The tubes are the most interesting feature of this set. They are metal tubes roughly similar to ours in appearance, but approximately one-half the height and twice the diameter. The pins, as can be seen in the diagram, are of the locking type, yet the tubes are surprisingly easy to remove. This is accounted for by the fact that they also employ a wedge principle. They are tapered gradually instead of sharply as in the locking pin on American octal tubes. The tubes are mounted on felt cushions to protect them from shock, as can be seen in the photograph.

Wehrmacht radio vacuum tube sketch - RF Cafe

Fig. 2 - Wehrmacht tube. B - Glass insulating bead. C - Upper platform. D - Lower platform. D. - Metal-to-glass header ring. E - Lead to interior elements. G - Shell. H - Copper tube shown crimped after sealing-off.

An unusual feature is the total lack of glass in the tubes, with the exception of the seal of the pins to the base. Fig. 2 shows the method. This system has been used in special American war-time tubes, but is not yet commonly employed here. The tubes are evacuated after the assembly of the entire tube has taken place, with the exception of basing. A copper tube is brought out from the base, and the evacuating pumps attached to this. The air is then apparently pumped out and the copper tube sealed and crimped. A metal deflector plate is welded to the top of the inside crown of the tube. The elements, as is common in European manufacture, are laid on their sides, in contrast to our method of standing them up.

The line is fused in all cases, but the customary interlocking switches are conspicuous by their absence. A giant loop antenna is enclosed in the back cover of the "box" or cabinet.

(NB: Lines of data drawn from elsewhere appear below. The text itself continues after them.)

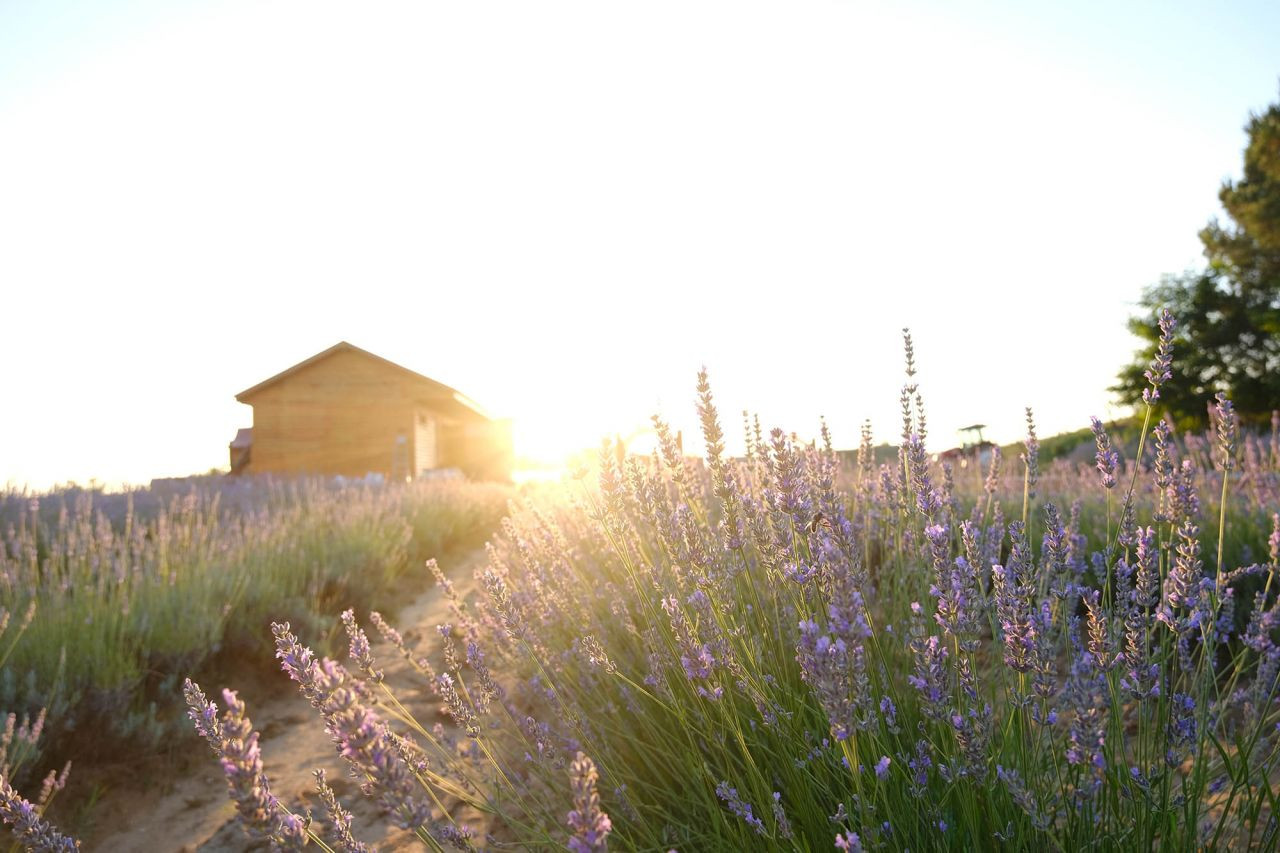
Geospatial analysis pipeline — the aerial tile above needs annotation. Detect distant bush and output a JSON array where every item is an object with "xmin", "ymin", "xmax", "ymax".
[{"xmin": 165, "ymin": 315, "xmax": 1280, "ymax": 850}]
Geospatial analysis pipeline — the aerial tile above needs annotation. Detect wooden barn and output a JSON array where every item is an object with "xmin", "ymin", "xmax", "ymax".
[{"xmin": 230, "ymin": 341, "xmax": 512, "ymax": 480}]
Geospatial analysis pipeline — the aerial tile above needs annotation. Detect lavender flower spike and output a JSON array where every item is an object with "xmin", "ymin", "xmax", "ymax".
[
  {"xmin": 183, "ymin": 679, "xmax": 307, "ymax": 850},
  {"xmin": 1142, "ymin": 309, "xmax": 1178, "ymax": 406},
  {"xmin": 315, "ymin": 770, "xmax": 372, "ymax": 853},
  {"xmin": 0, "ymin": 776, "xmax": 81, "ymax": 853},
  {"xmin": 1089, "ymin": 418, "xmax": 1120, "ymax": 489},
  {"xmin": 567, "ymin": 752, "xmax": 613, "ymax": 853}
]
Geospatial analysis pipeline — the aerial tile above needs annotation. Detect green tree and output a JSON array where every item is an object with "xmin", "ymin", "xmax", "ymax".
[{"xmin": 1112, "ymin": 94, "xmax": 1280, "ymax": 424}]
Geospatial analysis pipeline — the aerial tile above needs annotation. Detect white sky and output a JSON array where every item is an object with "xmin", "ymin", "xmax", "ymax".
[{"xmin": 0, "ymin": 0, "xmax": 1280, "ymax": 488}]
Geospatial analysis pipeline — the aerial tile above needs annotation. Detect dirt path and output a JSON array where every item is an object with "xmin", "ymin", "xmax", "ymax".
[{"xmin": 83, "ymin": 549, "xmax": 484, "ymax": 853}]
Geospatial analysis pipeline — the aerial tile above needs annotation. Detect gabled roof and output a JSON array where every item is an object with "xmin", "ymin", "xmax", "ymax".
[{"xmin": 236, "ymin": 341, "xmax": 489, "ymax": 418}]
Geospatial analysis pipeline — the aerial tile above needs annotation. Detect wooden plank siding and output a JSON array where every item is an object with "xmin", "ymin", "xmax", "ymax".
[
  {"xmin": 244, "ymin": 352, "xmax": 413, "ymax": 476},
  {"xmin": 237, "ymin": 342, "xmax": 512, "ymax": 479}
]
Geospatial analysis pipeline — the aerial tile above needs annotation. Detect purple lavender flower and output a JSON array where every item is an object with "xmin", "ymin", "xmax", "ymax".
[
  {"xmin": 1089, "ymin": 418, "xmax": 1120, "ymax": 489},
  {"xmin": 1142, "ymin": 309, "xmax": 1178, "ymax": 406},
  {"xmin": 315, "ymin": 770, "xmax": 372, "ymax": 853},
  {"xmin": 183, "ymin": 679, "xmax": 307, "ymax": 849},
  {"xmin": 836, "ymin": 830, "xmax": 863, "ymax": 853},
  {"xmin": 1023, "ymin": 406, "xmax": 1039, "ymax": 501},
  {"xmin": 1213, "ymin": 392, "xmax": 1239, "ymax": 471},
  {"xmin": 566, "ymin": 752, "xmax": 613, "ymax": 853},
  {"xmin": 0, "ymin": 776, "xmax": 81, "ymax": 853},
  {"xmin": 342, "ymin": 608, "xmax": 383, "ymax": 683},
  {"xmin": 271, "ymin": 622, "xmax": 435, "ymax": 829},
  {"xmin": 716, "ymin": 781, "xmax": 768, "ymax": 835},
  {"xmin": 773, "ymin": 790, "xmax": 795, "ymax": 839}
]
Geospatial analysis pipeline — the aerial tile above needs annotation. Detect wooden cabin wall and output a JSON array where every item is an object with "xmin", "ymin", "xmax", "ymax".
[
  {"xmin": 248, "ymin": 352, "xmax": 415, "ymax": 476},
  {"xmin": 413, "ymin": 409, "xmax": 440, "ymax": 476},
  {"xmin": 439, "ymin": 420, "xmax": 513, "ymax": 480}
]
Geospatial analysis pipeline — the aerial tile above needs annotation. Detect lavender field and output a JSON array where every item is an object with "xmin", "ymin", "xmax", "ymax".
[
  {"xmin": 0, "ymin": 479, "xmax": 511, "ymax": 835},
  {"xmin": 4, "ymin": 318, "xmax": 1280, "ymax": 850}
]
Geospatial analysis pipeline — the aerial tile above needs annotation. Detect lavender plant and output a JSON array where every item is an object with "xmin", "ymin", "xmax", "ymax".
[{"xmin": 177, "ymin": 321, "xmax": 1280, "ymax": 850}]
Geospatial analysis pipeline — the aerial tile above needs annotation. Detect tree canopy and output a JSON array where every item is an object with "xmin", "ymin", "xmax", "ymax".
[{"xmin": 1112, "ymin": 96, "xmax": 1280, "ymax": 423}]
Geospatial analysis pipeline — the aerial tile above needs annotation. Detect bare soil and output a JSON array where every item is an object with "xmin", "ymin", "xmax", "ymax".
[{"xmin": 82, "ymin": 549, "xmax": 485, "ymax": 853}]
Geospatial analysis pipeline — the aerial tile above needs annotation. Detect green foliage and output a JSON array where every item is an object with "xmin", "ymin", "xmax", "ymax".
[
  {"xmin": 0, "ymin": 480, "xmax": 512, "ymax": 748},
  {"xmin": 1112, "ymin": 95, "xmax": 1280, "ymax": 425}
]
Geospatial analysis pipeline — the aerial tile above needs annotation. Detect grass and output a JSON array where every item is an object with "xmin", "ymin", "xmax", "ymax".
[
  {"xmin": 2, "ymin": 315, "xmax": 1280, "ymax": 852},
  {"xmin": 0, "ymin": 480, "xmax": 511, "ymax": 778}
]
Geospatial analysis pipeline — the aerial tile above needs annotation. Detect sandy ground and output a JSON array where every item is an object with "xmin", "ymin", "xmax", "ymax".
[{"xmin": 82, "ymin": 551, "xmax": 484, "ymax": 853}]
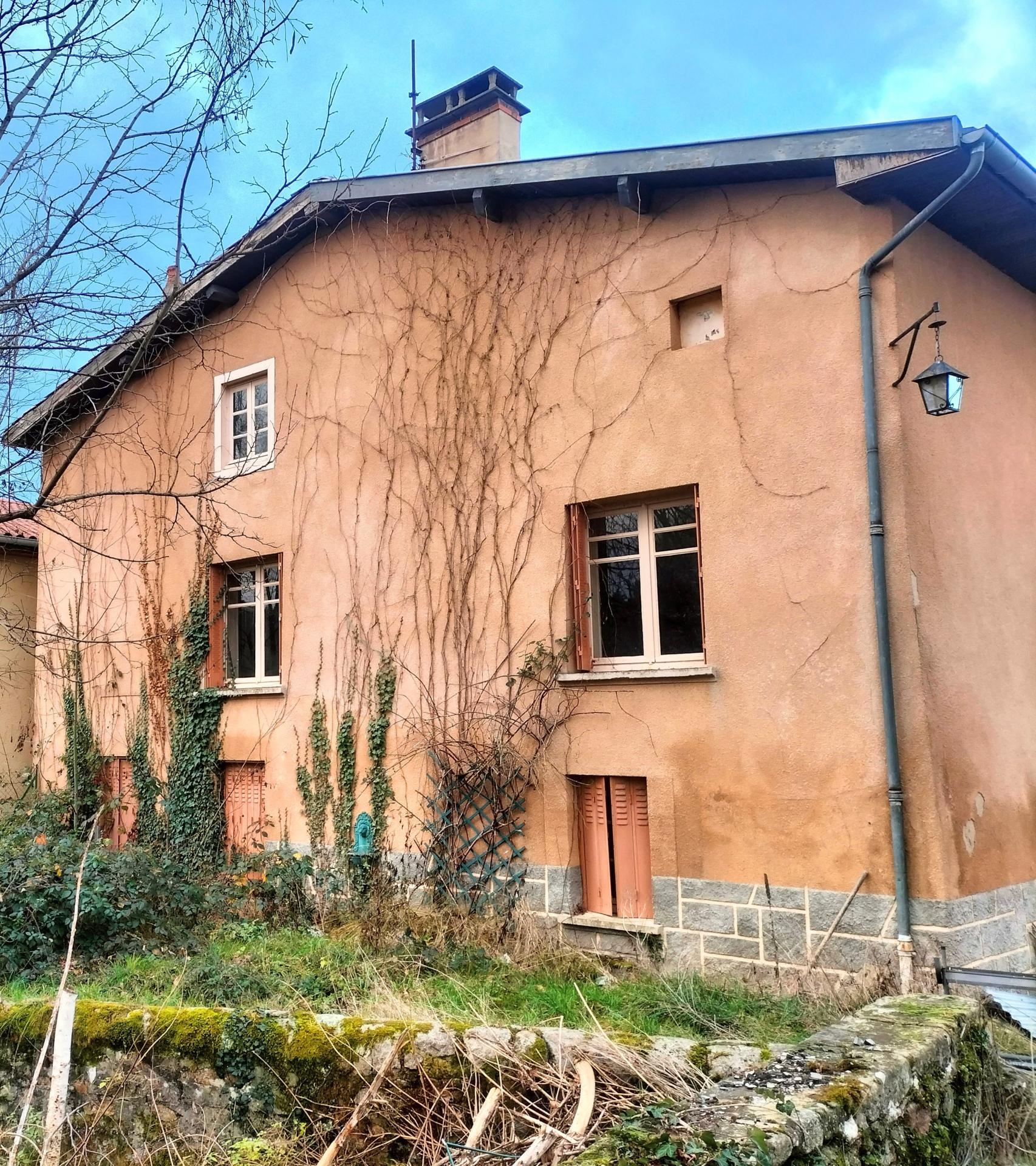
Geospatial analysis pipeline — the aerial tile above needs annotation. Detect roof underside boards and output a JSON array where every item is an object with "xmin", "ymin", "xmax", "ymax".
[{"xmin": 4, "ymin": 118, "xmax": 1036, "ymax": 448}]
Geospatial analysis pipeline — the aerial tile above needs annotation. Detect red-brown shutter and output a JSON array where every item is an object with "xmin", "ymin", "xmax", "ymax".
[
  {"xmin": 99, "ymin": 757, "xmax": 137, "ymax": 850},
  {"xmin": 223, "ymin": 762, "xmax": 266, "ymax": 854},
  {"xmin": 568, "ymin": 503, "xmax": 593, "ymax": 672},
  {"xmin": 610, "ymin": 778, "xmax": 654, "ymax": 919},
  {"xmin": 576, "ymin": 778, "xmax": 613, "ymax": 915},
  {"xmin": 205, "ymin": 563, "xmax": 226, "ymax": 688}
]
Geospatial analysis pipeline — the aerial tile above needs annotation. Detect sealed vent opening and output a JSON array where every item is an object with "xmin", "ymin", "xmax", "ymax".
[{"xmin": 670, "ymin": 288, "xmax": 724, "ymax": 349}]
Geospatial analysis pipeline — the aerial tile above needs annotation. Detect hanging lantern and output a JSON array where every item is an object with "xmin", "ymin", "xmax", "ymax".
[{"xmin": 914, "ymin": 319, "xmax": 967, "ymax": 417}]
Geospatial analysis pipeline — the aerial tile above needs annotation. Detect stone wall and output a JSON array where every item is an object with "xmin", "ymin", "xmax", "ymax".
[
  {"xmin": 0, "ymin": 996, "xmax": 1004, "ymax": 1166},
  {"xmin": 525, "ymin": 867, "xmax": 1036, "ymax": 973}
]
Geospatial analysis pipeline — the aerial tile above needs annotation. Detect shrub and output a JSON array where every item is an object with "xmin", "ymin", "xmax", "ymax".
[{"xmin": 0, "ymin": 792, "xmax": 228, "ymax": 978}]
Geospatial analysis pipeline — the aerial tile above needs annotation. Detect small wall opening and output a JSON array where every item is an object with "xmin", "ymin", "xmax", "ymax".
[{"xmin": 669, "ymin": 288, "xmax": 724, "ymax": 349}]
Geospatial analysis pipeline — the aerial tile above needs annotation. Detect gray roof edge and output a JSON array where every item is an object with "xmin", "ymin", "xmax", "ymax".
[{"xmin": 10, "ymin": 115, "xmax": 1021, "ymax": 448}]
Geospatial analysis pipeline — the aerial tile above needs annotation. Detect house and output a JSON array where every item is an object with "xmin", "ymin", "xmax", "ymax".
[
  {"xmin": 0, "ymin": 498, "xmax": 39, "ymax": 802},
  {"xmin": 6, "ymin": 69, "xmax": 1036, "ymax": 975}
]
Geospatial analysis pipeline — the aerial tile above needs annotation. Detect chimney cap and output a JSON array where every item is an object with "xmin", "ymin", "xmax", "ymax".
[{"xmin": 407, "ymin": 66, "xmax": 529, "ymax": 138}]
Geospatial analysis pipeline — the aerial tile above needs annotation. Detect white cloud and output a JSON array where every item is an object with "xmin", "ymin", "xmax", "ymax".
[{"xmin": 867, "ymin": 0, "xmax": 1036, "ymax": 148}]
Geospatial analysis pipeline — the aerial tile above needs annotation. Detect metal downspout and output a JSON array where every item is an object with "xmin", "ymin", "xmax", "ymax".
[{"xmin": 859, "ymin": 129, "xmax": 992, "ymax": 991}]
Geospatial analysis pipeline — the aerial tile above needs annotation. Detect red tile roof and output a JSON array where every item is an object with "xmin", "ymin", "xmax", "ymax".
[{"xmin": 0, "ymin": 498, "xmax": 39, "ymax": 539}]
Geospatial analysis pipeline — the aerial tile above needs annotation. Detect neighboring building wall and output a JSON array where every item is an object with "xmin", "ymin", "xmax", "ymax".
[
  {"xmin": 0, "ymin": 544, "xmax": 36, "ymax": 801},
  {"xmin": 26, "ymin": 181, "xmax": 1032, "ymax": 963}
]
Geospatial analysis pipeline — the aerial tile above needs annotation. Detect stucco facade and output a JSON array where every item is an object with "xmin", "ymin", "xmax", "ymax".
[
  {"xmin": 0, "ymin": 517, "xmax": 36, "ymax": 802},
  {"xmin": 14, "ymin": 120, "xmax": 1036, "ymax": 969}
]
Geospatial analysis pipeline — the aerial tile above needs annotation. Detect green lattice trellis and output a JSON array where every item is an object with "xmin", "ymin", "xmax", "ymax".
[{"xmin": 425, "ymin": 754, "xmax": 529, "ymax": 915}]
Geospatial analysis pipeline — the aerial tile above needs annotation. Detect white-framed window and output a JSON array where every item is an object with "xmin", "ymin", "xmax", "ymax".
[
  {"xmin": 213, "ymin": 360, "xmax": 275, "ymax": 477},
  {"xmin": 584, "ymin": 489, "xmax": 705, "ymax": 668},
  {"xmin": 223, "ymin": 559, "xmax": 281, "ymax": 688}
]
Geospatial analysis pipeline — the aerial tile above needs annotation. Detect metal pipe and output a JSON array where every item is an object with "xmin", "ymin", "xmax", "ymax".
[{"xmin": 859, "ymin": 123, "xmax": 992, "ymax": 975}]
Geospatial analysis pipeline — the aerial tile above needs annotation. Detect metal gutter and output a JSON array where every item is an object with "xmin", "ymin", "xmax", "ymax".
[{"xmin": 859, "ymin": 129, "xmax": 992, "ymax": 991}]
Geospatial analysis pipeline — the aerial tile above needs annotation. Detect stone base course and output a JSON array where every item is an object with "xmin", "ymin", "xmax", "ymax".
[{"xmin": 525, "ymin": 867, "xmax": 1036, "ymax": 973}]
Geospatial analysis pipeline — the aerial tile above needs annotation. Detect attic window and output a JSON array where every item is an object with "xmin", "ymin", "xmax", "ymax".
[
  {"xmin": 213, "ymin": 360, "xmax": 274, "ymax": 477},
  {"xmin": 670, "ymin": 288, "xmax": 724, "ymax": 349}
]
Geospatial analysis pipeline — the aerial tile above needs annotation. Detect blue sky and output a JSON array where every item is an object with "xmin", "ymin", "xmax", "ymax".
[{"xmin": 223, "ymin": 0, "xmax": 1036, "ymax": 222}]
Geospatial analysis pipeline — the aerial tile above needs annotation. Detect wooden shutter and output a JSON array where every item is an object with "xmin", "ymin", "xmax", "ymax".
[
  {"xmin": 568, "ymin": 503, "xmax": 593, "ymax": 672},
  {"xmin": 205, "ymin": 563, "xmax": 226, "ymax": 688},
  {"xmin": 576, "ymin": 778, "xmax": 614, "ymax": 915},
  {"xmin": 100, "ymin": 757, "xmax": 137, "ymax": 850},
  {"xmin": 610, "ymin": 778, "xmax": 654, "ymax": 919},
  {"xmin": 223, "ymin": 762, "xmax": 266, "ymax": 854}
]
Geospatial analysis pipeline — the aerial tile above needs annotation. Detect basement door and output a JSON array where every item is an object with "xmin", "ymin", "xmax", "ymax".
[{"xmin": 573, "ymin": 777, "xmax": 654, "ymax": 919}]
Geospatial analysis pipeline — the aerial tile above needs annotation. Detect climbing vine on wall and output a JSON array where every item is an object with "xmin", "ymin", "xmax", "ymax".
[
  {"xmin": 127, "ymin": 678, "xmax": 165, "ymax": 849},
  {"xmin": 165, "ymin": 564, "xmax": 226, "ymax": 865},
  {"xmin": 295, "ymin": 690, "xmax": 332, "ymax": 858},
  {"xmin": 62, "ymin": 647, "xmax": 105, "ymax": 830},
  {"xmin": 333, "ymin": 711, "xmax": 356, "ymax": 863},
  {"xmin": 367, "ymin": 656, "xmax": 396, "ymax": 853}
]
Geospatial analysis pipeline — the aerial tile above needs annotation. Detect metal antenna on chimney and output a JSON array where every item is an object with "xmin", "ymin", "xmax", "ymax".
[{"xmin": 410, "ymin": 41, "xmax": 417, "ymax": 170}]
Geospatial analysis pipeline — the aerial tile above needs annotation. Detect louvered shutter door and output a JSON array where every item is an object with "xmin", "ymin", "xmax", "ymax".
[
  {"xmin": 223, "ymin": 762, "xmax": 266, "ymax": 854},
  {"xmin": 576, "ymin": 778, "xmax": 614, "ymax": 915},
  {"xmin": 99, "ymin": 757, "xmax": 137, "ymax": 850},
  {"xmin": 205, "ymin": 563, "xmax": 226, "ymax": 688},
  {"xmin": 610, "ymin": 778, "xmax": 654, "ymax": 919},
  {"xmin": 568, "ymin": 503, "xmax": 593, "ymax": 672}
]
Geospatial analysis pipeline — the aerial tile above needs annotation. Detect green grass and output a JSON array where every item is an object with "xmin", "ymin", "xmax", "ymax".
[{"xmin": 0, "ymin": 922, "xmax": 839, "ymax": 1043}]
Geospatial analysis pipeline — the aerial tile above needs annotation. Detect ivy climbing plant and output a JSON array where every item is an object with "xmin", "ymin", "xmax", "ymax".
[
  {"xmin": 62, "ymin": 647, "xmax": 105, "ymax": 831},
  {"xmin": 127, "ymin": 678, "xmax": 165, "ymax": 850},
  {"xmin": 165, "ymin": 571, "xmax": 226, "ymax": 865},
  {"xmin": 367, "ymin": 656, "xmax": 396, "ymax": 854},
  {"xmin": 333, "ymin": 712, "xmax": 356, "ymax": 863},
  {"xmin": 295, "ymin": 690, "xmax": 332, "ymax": 858}
]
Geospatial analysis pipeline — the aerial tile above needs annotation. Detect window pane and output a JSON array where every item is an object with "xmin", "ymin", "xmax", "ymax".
[
  {"xmin": 590, "ymin": 511, "xmax": 636, "ymax": 534},
  {"xmin": 226, "ymin": 607, "xmax": 255, "ymax": 680},
  {"xmin": 655, "ymin": 503, "xmax": 697, "ymax": 528},
  {"xmin": 231, "ymin": 571, "xmax": 255, "ymax": 603},
  {"xmin": 655, "ymin": 555, "xmax": 701, "ymax": 655},
  {"xmin": 590, "ymin": 535, "xmax": 640, "ymax": 559},
  {"xmin": 262, "ymin": 603, "xmax": 281, "ymax": 677},
  {"xmin": 655, "ymin": 526, "xmax": 698, "ymax": 550},
  {"xmin": 595, "ymin": 562, "xmax": 644, "ymax": 656}
]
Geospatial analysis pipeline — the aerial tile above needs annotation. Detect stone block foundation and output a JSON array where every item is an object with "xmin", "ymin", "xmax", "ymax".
[{"xmin": 525, "ymin": 867, "xmax": 1036, "ymax": 973}]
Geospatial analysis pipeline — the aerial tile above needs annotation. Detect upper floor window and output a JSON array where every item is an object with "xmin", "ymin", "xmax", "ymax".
[
  {"xmin": 571, "ymin": 489, "xmax": 705, "ymax": 670},
  {"xmin": 208, "ymin": 556, "xmax": 282, "ymax": 688},
  {"xmin": 214, "ymin": 360, "xmax": 274, "ymax": 476}
]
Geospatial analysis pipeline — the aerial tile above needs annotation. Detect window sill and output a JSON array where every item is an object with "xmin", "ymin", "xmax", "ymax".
[
  {"xmin": 557, "ymin": 663, "xmax": 717, "ymax": 684},
  {"xmin": 216, "ymin": 684, "xmax": 285, "ymax": 697},
  {"xmin": 212, "ymin": 457, "xmax": 276, "ymax": 479},
  {"xmin": 561, "ymin": 911, "xmax": 662, "ymax": 935}
]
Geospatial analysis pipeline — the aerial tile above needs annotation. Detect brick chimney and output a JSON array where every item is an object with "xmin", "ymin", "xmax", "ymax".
[{"xmin": 407, "ymin": 69, "xmax": 529, "ymax": 167}]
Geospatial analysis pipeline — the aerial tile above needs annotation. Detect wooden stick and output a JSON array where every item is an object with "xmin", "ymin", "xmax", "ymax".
[
  {"xmin": 568, "ymin": 1061, "xmax": 597, "ymax": 1138},
  {"xmin": 464, "ymin": 1086, "xmax": 503, "ymax": 1148},
  {"xmin": 317, "ymin": 1031, "xmax": 410, "ymax": 1166},
  {"xmin": 39, "ymin": 992, "xmax": 76, "ymax": 1166},
  {"xmin": 806, "ymin": 871, "xmax": 870, "ymax": 968}
]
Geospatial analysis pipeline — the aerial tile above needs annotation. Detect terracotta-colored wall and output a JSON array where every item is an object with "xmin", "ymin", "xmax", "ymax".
[
  {"xmin": 885, "ymin": 216, "xmax": 1036, "ymax": 895},
  {"xmin": 28, "ymin": 181, "xmax": 1021, "ymax": 895},
  {"xmin": 0, "ymin": 546, "xmax": 36, "ymax": 801}
]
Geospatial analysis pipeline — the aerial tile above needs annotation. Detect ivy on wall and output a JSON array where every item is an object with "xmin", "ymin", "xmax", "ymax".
[
  {"xmin": 367, "ymin": 656, "xmax": 396, "ymax": 853},
  {"xmin": 165, "ymin": 571, "xmax": 226, "ymax": 865},
  {"xmin": 127, "ymin": 678, "xmax": 165, "ymax": 850},
  {"xmin": 295, "ymin": 690, "xmax": 331, "ymax": 857},
  {"xmin": 61, "ymin": 647, "xmax": 105, "ymax": 830},
  {"xmin": 332, "ymin": 712, "xmax": 356, "ymax": 863}
]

Band coverage is from 15 to 50 meters; 200 to 550 meters, and 800 to 2000 meters, in addition to provision for phonograph attachment on the side of the carrying case, and a phono position on the band-change switch.

The dial is unusual in comparison to our dials. All stations are listed by the names of the cities or towns of origination. Calibrated markings on the top and bottom in meters merely serve as indicating devices rather than dependent tuning markings. The dial is made of glass. painted black on the inner surface with cut-outs where the station indicator windows appear. It is backed with a white drop, for easy reading. The grille cloth on the speaker is of a cream color which contrasts sharply but neatly with the black plastic trim and dial contrasting almost ludicrously with the drab, army-gray field case.